Changing the Clock in My Head

I am now in week two of my new reality. I am still figuring out what this new reality looks like. One thing I have noticed is that my thought process when it comes to productivity is flawed in a few ways. One of those ways is how my brain sees time.

Most of my life I have lived and worked with a time clock, both literally and figuratively. I had an exact time I was supposed to be at work. I had an exact time I was done with work. I had specific times I would wake up every day. My kids had times they were supposed to be at the bus stop, or in later years, leave in their car to get to school on time. Even when I was working completely from home last spring, I had times I was supposed to clock in and out each day and I had specific times when that I considered work time.

Now that I am on sabbatical, semi-retired, unemployed, whatever you want to call it, I have discovered that my brain is still telling me if I have done enough based on the old clock. If I am done with everything I had planned for the day to early, I look at the clock and think “It’s still early. I haven’t done enough today” What my brain forgets is that my da didn’t start at my normal 9am time.

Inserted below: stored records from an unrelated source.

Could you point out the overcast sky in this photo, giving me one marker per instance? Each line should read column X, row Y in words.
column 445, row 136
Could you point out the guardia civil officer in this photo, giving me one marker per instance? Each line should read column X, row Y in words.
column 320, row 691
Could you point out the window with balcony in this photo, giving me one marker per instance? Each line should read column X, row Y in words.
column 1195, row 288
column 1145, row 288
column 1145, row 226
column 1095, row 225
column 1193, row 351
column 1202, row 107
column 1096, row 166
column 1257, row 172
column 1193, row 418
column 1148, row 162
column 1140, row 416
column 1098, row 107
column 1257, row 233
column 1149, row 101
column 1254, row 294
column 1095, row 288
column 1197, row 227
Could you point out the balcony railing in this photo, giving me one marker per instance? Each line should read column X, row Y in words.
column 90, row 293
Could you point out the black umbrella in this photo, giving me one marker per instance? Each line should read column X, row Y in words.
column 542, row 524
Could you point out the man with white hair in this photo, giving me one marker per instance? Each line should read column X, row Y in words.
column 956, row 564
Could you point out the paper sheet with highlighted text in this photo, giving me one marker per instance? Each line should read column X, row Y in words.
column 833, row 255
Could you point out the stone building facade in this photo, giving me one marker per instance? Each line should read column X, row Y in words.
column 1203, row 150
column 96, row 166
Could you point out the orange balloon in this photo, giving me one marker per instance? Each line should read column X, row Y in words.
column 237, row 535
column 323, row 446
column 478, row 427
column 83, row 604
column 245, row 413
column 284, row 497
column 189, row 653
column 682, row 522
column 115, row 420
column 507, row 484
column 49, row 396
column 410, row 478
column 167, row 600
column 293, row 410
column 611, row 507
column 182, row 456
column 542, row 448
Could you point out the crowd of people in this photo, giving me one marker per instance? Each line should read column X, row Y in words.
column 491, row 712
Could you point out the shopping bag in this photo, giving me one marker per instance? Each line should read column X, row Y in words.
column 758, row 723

Take last Monday as an example. My dog woke me up at 5:30am. I decided not to try to go back to sleep. I made coffee and read the paper and then got started with my day, I wrote a blog post. I took a shower. I put in a load of laundry. I watched the ALA Youth Media Awards and then wrote another blog post about that. I then wrote 1000 words or so on my attempt at a jail memoir and then folded the laundry. I was done with all of that by noon. And then my brain was telling me I was lazy because it was noon and I was reading my book instead of “doing something productive: There are two problems with that 1. reading is productive and 2. I had already been busy for about 6 hours. 6 hours is a full day. It isn’t less productive because I started and ended early. If I start my day at 6 and end at 12 it is like starting at 9 and ending at 3. If I did that, I wouldn’t tell myself I was lazy because I stopped working at 3.

Today I will write some. I will read some. I will shovel snow. I will clean the oven after a sweet potato mishap last night. That is productive even if I’m done by early afternoon.

I need to change the clock in my head. I am fortunate to no longer be tied down to a 9-5 schedule. I need to stop judging myself on 9-5 terms.